Вместо ответа, слышу лишь грустный звук рыданий. Не зная больше, что сказать, я обещаю ей вернуться завтра, чтобы узнать, что она решила, потому что ей абсолютно необходимо принять какое-то решение. Я спустился по той же лестнице и, дав еще один луи крестьянке, сказал, что вернусь завтра, но она должна найти способ мне войти через дверь, и что она должна удвоить дозу опиума, что дала послушнице.
Я отправился спать, весьма довольный в глубине души, что ошибся, решив, что эта монахиня может быть моей дорогой М.М.; но, увидев ее столь похожей, мне стало очень любопытно рассмотреть ее поближе. Я был уверен, что она доставит мне это удовольствие завтра. Я смеялся над поцелуями, которыми осыпал ее. Тайное предчувствие мне говорило, что я буду ей полезен. Я чувствовал, что, во всяком случае, я не могу ее покинуть, и я радовался, что, делая доброе дело, я не охвачен чувствами, потому что, как только я узнал, что это не М.М. я расточал свои поцелуи, они для меня стали как выброшенные напрасно. Мне даже не пришла в голову мысль обнять ее на прощание.

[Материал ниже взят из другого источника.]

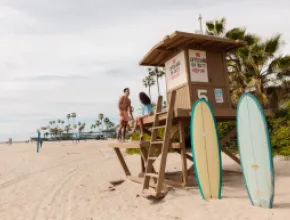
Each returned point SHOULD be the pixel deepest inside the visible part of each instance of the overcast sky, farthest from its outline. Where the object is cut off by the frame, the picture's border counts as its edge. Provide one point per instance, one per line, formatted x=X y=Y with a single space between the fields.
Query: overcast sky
x=62 y=56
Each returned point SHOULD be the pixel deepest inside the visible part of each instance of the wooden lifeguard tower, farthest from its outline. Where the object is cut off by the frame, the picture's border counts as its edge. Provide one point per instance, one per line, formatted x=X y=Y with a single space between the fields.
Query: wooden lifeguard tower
x=195 y=67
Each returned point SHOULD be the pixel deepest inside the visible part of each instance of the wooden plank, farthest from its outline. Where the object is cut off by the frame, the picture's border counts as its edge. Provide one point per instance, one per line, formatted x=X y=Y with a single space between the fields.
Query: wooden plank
x=227 y=152
x=131 y=144
x=166 y=143
x=226 y=138
x=173 y=132
x=183 y=153
x=122 y=161
x=189 y=157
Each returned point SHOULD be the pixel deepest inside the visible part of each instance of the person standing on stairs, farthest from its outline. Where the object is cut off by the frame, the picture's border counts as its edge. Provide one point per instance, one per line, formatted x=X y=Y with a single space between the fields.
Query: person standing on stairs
x=124 y=108
x=146 y=110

Дезармуаз сказал мне утром, что вся компания, не видя меня за ужином, сломала к чертям голову, гадая, куда я мог подеваться. М-м Z воздавала самые большие хвалы моей персоне, геройски выступая против насмешек двух других дам, хвалясь, что может заставить меня остаться в Эксе столько, сколько она будет там сама.
Я был этим действительно заинтересован, и мне было бы досадно покинуть это место, не познакомившись с ней, как следует, хотя бы разок.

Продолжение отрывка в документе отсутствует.